6. The variant according to any one of claims 1-3, wherein the variant comprises the amino acid sequence of SEQ ID NO: 1, except for a combination of amino acid substitutions selected from:

(i) L353A, M351V and M358V,

(ii) L353G, M351V and M358V,

(iii) L353S, M351V and M358V,

(iv) L353T, M351V and M358V,

(v) L353A, M351I and M358I,

(vi) L353G, M351I and M358I,

(vii) L353S, M351I and M358I,

(viii) L353T, M351I and M358I,

(ix) L353A, M351L and M358L,

(x) L353G, M351L and M358L,

(xi) L353S, M351L and M358L,

(xii) L353T, M351L and M358L, (xiii) L353A, M351V and M358I,

(xiv) L353G, M351V and M358I,

(xv) L353S, M351V and M358I,

(xvi) L353T, M351V and M358I,

(xvii) L353A, M351I and M358V,

(xviii) L353G, M351I and M358V,

(xix) L353S, M351I and M358V,

(xx) L353T, M351I and M358V,

(xxi) L353A, M351L and M358V,

(xxii) L353G, M351L and M358V,

(xxiii) L353S, M351L and M358V,

(xxiv) L353T, M351L and M358V,

(xxv) L353A, M351V and M358L,

(xxvi) L353G, M351V and M358L,

(xxvii) L353S, M351V and M358L,

(xxviii) L353T, M351V and M358L,

(xxix) L353A, M351L and M358I,

(xxx) L353G, M351L and M358I,

(xxxi) L353S, M351L and M358I,

(xxxii) L353T, M351L and M358I,

(xxxiii) L353A, M351I and M358L,

(xxxiv) L353G, M351I and M358L,

(xxxv) L353S, M351I and M358L, and

(xxxvi) L353T, M351I and M358L.

7. The variant according to any one of the preceding claims, wherein the variant is glycosylated and has a glycan profile with predominantly bi-antennary 2,6-sialylated, non- fucosylated type glycans.
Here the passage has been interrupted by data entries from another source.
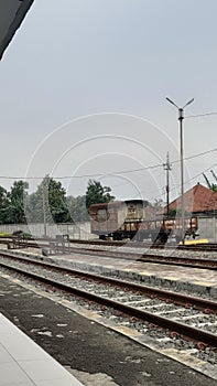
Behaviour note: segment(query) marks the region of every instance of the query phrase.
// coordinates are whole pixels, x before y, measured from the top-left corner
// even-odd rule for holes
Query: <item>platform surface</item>
[[[0,313],[0,386],[83,386]]]

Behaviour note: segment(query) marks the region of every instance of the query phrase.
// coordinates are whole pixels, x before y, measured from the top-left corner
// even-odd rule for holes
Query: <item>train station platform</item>
[[[80,248],[80,245],[77,245]],[[104,247],[105,249],[115,250],[113,247]],[[96,247],[96,249],[100,249]],[[139,248],[119,248],[121,251],[144,253],[144,249]],[[11,253],[11,250],[10,250]],[[154,250],[149,250],[150,254]],[[105,276],[118,276],[122,279],[133,279],[143,282],[147,286],[160,286],[167,290],[181,290],[195,293],[196,296],[205,296],[213,300],[217,299],[217,271],[211,269],[193,268],[184,266],[172,266],[170,264],[143,262],[128,260],[123,258],[105,257],[104,254],[90,255],[85,248],[83,255],[76,251],[65,255],[42,256],[41,249],[25,248],[14,250],[13,254],[32,257],[46,262],[53,262],[69,269],[78,269],[89,272],[95,272]],[[165,251],[166,254],[166,251]],[[184,254],[189,258],[198,257],[199,253],[195,251],[175,251],[174,256],[181,257]],[[208,253],[204,253],[207,258]],[[217,254],[214,254],[217,258]]]
[[[83,386],[0,313],[0,386]]]

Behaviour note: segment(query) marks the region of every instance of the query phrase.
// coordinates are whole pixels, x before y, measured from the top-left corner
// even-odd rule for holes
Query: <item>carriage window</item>
[[[107,210],[99,210],[97,212],[97,221],[99,223],[106,222],[108,219],[108,212]]]

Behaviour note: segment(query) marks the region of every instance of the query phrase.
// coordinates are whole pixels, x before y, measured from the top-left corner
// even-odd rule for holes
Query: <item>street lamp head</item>
[[[170,101],[170,104],[172,104],[173,106],[178,108],[178,106],[173,100],[171,100],[170,98],[166,97],[166,100]]]
[[[185,108],[186,106],[191,105],[193,101],[194,101],[194,98],[192,98],[189,101],[187,101],[183,108]]]

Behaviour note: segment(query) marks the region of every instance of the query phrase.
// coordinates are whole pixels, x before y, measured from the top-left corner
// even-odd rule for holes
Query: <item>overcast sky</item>
[[[117,199],[180,194],[217,173],[216,0],[35,0],[0,63],[0,184],[48,173],[67,194],[88,179]],[[4,178],[3,178],[4,176]],[[12,178],[11,180],[8,178]]]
8. A polynucleotide comprising a nucleic acid encoding the variant according to any one of the preceding claims.

9. A vector comprising the polynucleotide according to claim 7.

10. A host cell comprising the vector according to claim 8.
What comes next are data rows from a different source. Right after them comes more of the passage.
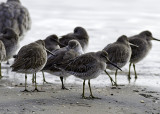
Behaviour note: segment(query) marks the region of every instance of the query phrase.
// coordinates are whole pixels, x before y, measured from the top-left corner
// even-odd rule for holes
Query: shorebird
[[[6,49],[3,44],[3,42],[0,40],[0,79],[2,78],[2,73],[1,73],[1,63],[4,61],[6,58]]]
[[[117,39],[116,42],[108,44],[103,50],[105,50],[108,53],[108,58],[112,63],[116,64],[119,68],[122,68],[130,60],[131,53],[132,53],[130,45],[134,45],[134,44],[129,43],[127,36],[122,35]],[[107,73],[107,71],[105,72],[109,76],[112,85],[117,86],[118,69],[116,67],[113,67],[110,64],[107,65],[107,69],[116,71],[115,82],[113,81],[111,76]]]
[[[39,91],[36,83],[36,73],[45,66],[47,62],[47,52],[45,48],[45,43],[43,40],[38,40],[36,42],[30,43],[23,46],[16,58],[14,63],[11,65],[12,71],[17,73],[25,74],[25,90],[27,90],[27,74],[35,74],[35,89],[34,91]],[[50,52],[50,51],[48,51]]]
[[[139,48],[131,46],[132,55],[131,55],[130,64],[129,64],[128,79],[131,79],[130,68],[132,64],[134,68],[135,79],[137,79],[135,64],[140,62],[147,56],[147,54],[152,48],[152,42],[151,42],[152,40],[160,41],[154,38],[150,31],[143,31],[139,33],[138,35],[129,37],[129,42],[137,45]]]
[[[0,4],[0,32],[6,27],[12,28],[20,40],[31,28],[31,18],[27,8],[20,0],[7,0]]]
[[[5,28],[0,34],[0,40],[3,42],[6,49],[6,58],[5,61],[8,61],[10,58],[15,55],[17,49],[19,48],[19,39],[18,35],[11,28]],[[7,62],[9,64],[9,62]]]
[[[67,35],[62,36],[59,41],[65,46],[68,45],[70,40],[77,40],[82,46],[83,51],[86,50],[89,42],[89,36],[87,31],[82,27],[76,27],[73,33],[69,33]],[[63,46],[61,46],[63,47]]]
[[[61,44],[59,42],[59,39],[57,37],[57,35],[53,34],[48,36],[46,39],[43,40],[45,42],[45,48],[48,49],[49,51],[54,51],[56,49],[59,49],[59,45],[63,46],[63,44]],[[47,56],[49,57],[50,53],[47,52]],[[44,72],[42,70],[42,75],[43,75],[43,82],[46,82],[45,76],[44,76]],[[34,79],[34,78],[33,78]],[[34,82],[34,80],[32,79],[32,82]]]
[[[62,89],[67,89],[64,86],[63,78],[70,76],[65,71],[57,69],[55,65],[65,63],[66,61],[73,59],[81,54],[83,54],[82,47],[77,40],[70,40],[68,46],[52,51],[55,56],[49,56],[43,71],[60,77],[62,83]]]
[[[83,79],[83,93],[82,98],[85,97],[85,81],[88,80],[88,86],[90,90],[90,98],[94,97],[91,90],[90,80],[98,77],[101,72],[106,69],[106,63],[114,65],[108,59],[108,53],[106,51],[90,52],[78,56],[72,60],[68,60],[65,63],[59,64],[57,68],[64,70],[65,72],[72,74],[78,78]]]

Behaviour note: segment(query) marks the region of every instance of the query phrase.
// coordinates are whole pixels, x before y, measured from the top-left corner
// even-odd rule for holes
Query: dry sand
[[[24,93],[24,86],[0,81],[0,114],[160,114],[160,92],[131,85],[95,87],[101,99],[81,99],[82,86],[39,85],[45,92]],[[28,89],[34,86],[29,84]],[[86,96],[89,89],[86,87]]]

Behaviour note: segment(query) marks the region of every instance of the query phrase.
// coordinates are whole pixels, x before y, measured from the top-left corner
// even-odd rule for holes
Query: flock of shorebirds
[[[16,54],[20,41],[30,28],[29,12],[19,0],[7,0],[6,3],[0,4],[0,61],[15,58],[11,68],[13,72],[25,74],[26,92],[27,74],[33,74],[32,82],[35,84],[33,91],[39,91],[36,83],[36,73],[39,71],[43,74],[44,82],[44,72],[59,76],[62,89],[67,89],[63,83],[64,77],[74,75],[81,78],[84,80],[82,98],[86,98],[86,80],[90,90],[89,98],[97,98],[92,94],[90,80],[98,77],[103,71],[109,76],[112,85],[117,86],[117,71],[130,62],[128,79],[131,78],[132,64],[137,78],[135,64],[146,57],[152,48],[152,40],[160,41],[154,38],[150,31],[143,31],[131,37],[122,35],[117,41],[98,52],[84,53],[89,36],[83,27],[76,27],[73,33],[61,38],[53,34],[44,40],[25,45]],[[115,80],[106,69],[115,71]]]

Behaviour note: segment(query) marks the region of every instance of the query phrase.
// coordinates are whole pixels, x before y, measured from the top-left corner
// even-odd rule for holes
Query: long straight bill
[[[156,38],[152,38],[152,40],[160,41],[159,39],[156,39]]]
[[[137,45],[135,45],[135,44],[132,44],[132,43],[129,43],[129,45],[130,45],[130,46],[134,46],[134,47],[139,47],[139,46],[137,46]]]
[[[107,61],[108,61],[109,64],[113,65],[114,67],[116,67],[116,68],[118,68],[119,70],[122,71],[121,68],[119,68],[116,64],[112,63],[108,58],[107,58]]]
[[[50,53],[51,55],[53,55],[53,56],[55,56],[55,54],[53,54],[51,51],[49,51],[48,49],[46,49],[46,51],[48,52],[48,53]]]

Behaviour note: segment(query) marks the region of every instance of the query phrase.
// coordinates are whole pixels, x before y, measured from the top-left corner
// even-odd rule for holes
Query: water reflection
[[[154,37],[160,39],[159,2],[157,0],[23,0],[22,3],[31,13],[32,29],[21,42],[21,46],[54,33],[62,36],[72,32],[75,26],[83,26],[88,31],[90,36],[88,52],[103,49],[122,34],[131,36],[143,30],[150,30]],[[134,82],[132,74],[131,84],[160,87],[159,45],[159,42],[153,42],[149,55],[136,65],[138,79]],[[0,80],[1,85],[7,81],[10,84],[24,83],[23,74],[11,72],[9,65],[5,63],[2,64],[2,68],[4,77]],[[128,84],[128,65],[122,70],[123,72],[118,75],[118,83]],[[109,73],[114,76],[113,72]],[[45,74],[46,80],[60,84],[58,77]],[[42,84],[42,74],[38,73],[37,77],[38,83]],[[31,78],[29,75],[30,84]],[[92,81],[95,85],[111,85],[105,74]],[[81,84],[82,80],[71,76],[66,79],[66,83]]]

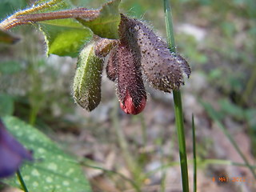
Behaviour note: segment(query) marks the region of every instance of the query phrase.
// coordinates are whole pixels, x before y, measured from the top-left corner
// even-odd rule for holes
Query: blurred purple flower
[[[8,133],[0,118],[0,178],[14,174],[25,159],[32,161],[31,153]]]

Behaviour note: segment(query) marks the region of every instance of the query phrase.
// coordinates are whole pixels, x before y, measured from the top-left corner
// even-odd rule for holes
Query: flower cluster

11. The host cell according to claim 10, wherein the host cell is selected from the group consisting of a Chinese Hamster Ovary (CHO) cell, such as a CHO-K1, CHO-S or DG44 cell; a Baby Hamster Kidney (BHK) cell; a COS cell; a HEK293 cell; an NS0 cell; an SP2/0 cell; an YB2/0 cell; a HUVEC; a HKB cell; a PER-C6 cell; an NSO cell; or a progeny or derivative of any of these cells.
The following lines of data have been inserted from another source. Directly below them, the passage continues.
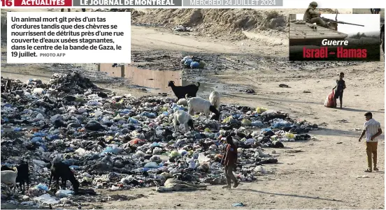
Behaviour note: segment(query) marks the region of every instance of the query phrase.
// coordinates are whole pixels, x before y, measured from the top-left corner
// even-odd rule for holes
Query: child
[[[234,188],[237,188],[238,181],[234,177],[233,171],[236,169],[236,163],[237,162],[237,146],[234,144],[232,137],[227,137],[227,149],[225,153],[221,160],[221,163],[225,167],[225,177],[227,178],[227,186],[223,188],[231,188],[231,181],[234,181]]]
[[[345,89],[345,80],[343,80],[344,77],[345,73],[341,72],[339,74],[339,80],[336,80],[336,86],[332,89],[332,91],[336,89],[336,91],[335,91],[335,104],[336,104],[336,99],[339,98],[339,101],[341,102],[341,109],[342,109],[343,90]]]

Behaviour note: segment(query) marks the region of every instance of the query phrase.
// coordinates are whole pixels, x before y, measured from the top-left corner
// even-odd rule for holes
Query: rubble
[[[1,89],[1,164],[25,159],[31,186],[22,195],[1,184],[1,198],[29,205],[78,206],[82,199],[106,200],[94,189],[155,187],[171,177],[224,184],[220,161],[227,135],[238,146],[238,179],[252,181],[269,173],[264,165],[278,163],[264,147],[309,140],[307,133],[318,129],[280,112],[223,104],[219,121],[196,114],[195,130],[173,133],[173,113],[187,108],[173,98],[106,93],[78,72],[55,74],[50,84],[10,81],[10,89]],[[6,82],[1,77],[2,87]],[[70,165],[80,195],[71,185],[48,189],[54,161]]]

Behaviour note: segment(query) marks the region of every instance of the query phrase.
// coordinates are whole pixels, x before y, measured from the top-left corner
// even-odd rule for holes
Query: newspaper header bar
[[[183,0],[183,6],[283,6],[283,0]]]
[[[0,0],[1,8],[306,8],[313,0]],[[383,1],[316,0],[318,8],[385,8]]]
[[[137,6],[178,6],[183,0],[73,0],[73,6],[83,7],[137,7]]]

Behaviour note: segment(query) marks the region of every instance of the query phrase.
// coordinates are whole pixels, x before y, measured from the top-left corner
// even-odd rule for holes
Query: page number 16
[[[11,6],[12,0],[1,0],[1,6]]]

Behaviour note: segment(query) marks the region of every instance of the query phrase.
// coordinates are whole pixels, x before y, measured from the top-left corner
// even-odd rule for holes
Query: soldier
[[[320,17],[321,13],[316,10],[317,7],[317,3],[315,1],[310,3],[310,6],[308,6],[304,16],[303,16],[303,20],[310,24],[316,23],[318,26],[324,28],[329,28],[327,24]]]

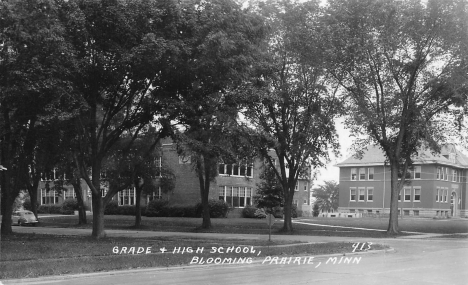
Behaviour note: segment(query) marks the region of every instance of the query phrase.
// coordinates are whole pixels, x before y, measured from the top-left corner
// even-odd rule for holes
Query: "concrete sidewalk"
[[[37,233],[52,235],[80,235],[90,236],[91,229],[76,228],[41,228],[41,227],[14,227],[15,232]],[[226,234],[226,233],[194,233],[194,232],[161,232],[161,231],[139,231],[139,230],[105,230],[107,237],[132,237],[132,238],[157,238],[157,237],[183,237],[194,239],[241,239],[241,240],[268,240],[268,234]],[[338,236],[306,236],[306,235],[276,235],[272,234],[272,240],[298,241],[310,243],[323,242],[362,242],[367,241],[390,241],[390,240],[415,240],[426,238],[443,238],[445,234],[413,233],[411,236],[399,236],[395,238],[363,238],[363,237],[338,237]],[[453,238],[452,238],[453,240]]]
12. The host cell according to claim 10, which is a CHO cell wherein at least one of the endogenous genes Mgat4A, Mgat4B, Mgat5, St3Gal4, St3Gal6, SPPL3, and FUT8 are inactivated and/or downregulated.

13. A method for producing the variant according to any one of claims 1-7, the method comprising the steps of: i) introducing the vector according to claim 9 into a suitable host cell, ii) expressing the variant in the host cell, and iii) isolating the variant.

14. The variant, the polynucleotide or the vector according to any one of claims 1-9 and 13 for use as a medicament.

15. The variant, the polynucleotide or the vector according to any one of claims 1-9 and 13 for use in the treatment of alpha-l-antitrypsin deficiency, cystic fibrosis or chronic obstructive pulmonary disease (COPD) in a subject in need thereof.